Integration development is never really complete. Third-party APIs change, and changes in your own product can sometimes necessitate changes to your integrations. As you scale, you often add deeper functionality and additional configuration options to your integrations so they can serve a broader, increasingly diverse customer base. After "finishing" and deploying an integration, you'll inevitably need to update and maintain it for years to come.
As your integrations change over time, it's important to be able to change them easily and track those changes in a way that you and your team can understand – both now and six months from now. It's also extremely important to have control over when and how you roll out those changes to customers – especially since you might have customers on different versions of third-party systems and therefore need to be able to support multiple versions of an integration simultaneously.
With all of that in mind, we created a versioning system within the Prismatic platform that lets your team:
- Update your integrations cleanly
- Quickly and easily deploy the exact versions of integrations that each customer needs
In this post, let's walk through two Prismatic resources that have versioning – integrations and components – and talk about how to use versioning effectively when developing and deploying your integrations.
Integration versioning and deployment
We'll start by looking at how integration versioning works in Prismatic and after that look at component versioning.
Integration versioning helps you account for the iterative changes you make to your integrations. When you've tested an integration and are happy with the results, you click "Save & Publish" to create a new version of your integration that can be deployed to customers.
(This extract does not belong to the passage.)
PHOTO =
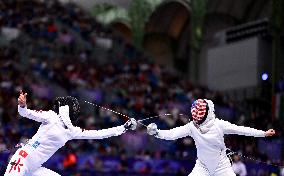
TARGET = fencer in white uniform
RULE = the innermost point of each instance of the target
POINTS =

The first time you publish your integration, it gets version "1". When you make, test, and publish some changes, the subsequent publications receive versions "2", "3", etc.
Each time you publish a version, you can include a comment summarizing what you changed (basically a commit message) to provide visibility to your team members.
I should note here that publishing a new version of an integration does not automatically deploy that version to customers who run that integration. Deploying integration changes willy-nilly like that would be unwise – we don't want to inadvertently change customers' live integrations with an accidental mis-click.
Plus, not all customers need the newest version of your integration – some, for example, might be stuck using a legacy version of a third-party service and need to stay on an older version of your integration. This also allows you to deploy a new integration version to a small subset of customers to work out any kinks before deploying it broadly.
Your team can choose who gets the new version and when, and the update does not require dev or DevOps involvement. Instead, customer-facing teams can easily make the update in Prismatic's simple management environment with just a few clicks. All they need to do is select the desired version of the integration to upgrade to, enter any missing configuration information, and click "Save and Deploy". There's no downtime for the customer, and no dev or DevOps time is required.
If something goes wrong – say a customer needs to roll back a third-party service and your integration needs to be rolled back with it – reverting an instance to run a previous version of the integration is similarly straightforward. Your team can can click "Reconfigure", select a previous version of your integration, and click "Save and Deploy" again. Within a few seconds, your customer can be back to running a known working previous version of your integration.
For the sake of maintainability, you probably want to keep customers on newer versions of integrations. With that in mind, you can mark versions of your integrations as deprecated from the integration's Version History drawer. By toggling a version off, you prevent your team and your customers from deploying that version of the integration.
Component versioning
Now, let's look at component versioning.
As you know, integrations in Prismatic are built by stringing a series of components together. Obviously, Prismatic's built-in components – like the "copy files on an SFTP server" component – are usable in multiple integrations, but any custom components that you've built can also be used in multiple integrations.
The danger with shared code is that someone might add new functionality or otherwise modify the code to fix something they're working on, but in doing so may inadvertently break other things that rely on that same code. That's obviously not great. It's the reason package managers like NodeJS's npm and Python's poetry, etc. have version lock files – you don't want code you depend on to be swept out from under you.
Like Node or Python packages in your code base, components that your integration is built from are similarly versioned. Each time you run prism components:publish
on one of your custom components, a new version of that component is published. (Like integrations, component versioning follows a similar scheme – version 1, 2, 3, etc.)
Integrations are not automatically upgraded to use the latest versions of your components. That prevents a colleague from updating a custom component and inadvertently breaking other integrations that rely on it. Instead, you can choose to update and test newer versions of components in your integrations when it's convenient for you.
When a newer version of one or more components is available, you'll see a notification in the integration designer:
Simply click that notification to see which components have newer versions available and update them if you desire.
Prismatic's built-in components work the same way. We're constantly making improvements to the built-in components we offer, such as adding additional actions, but you retain control over when to update your integrations to use newer component versions.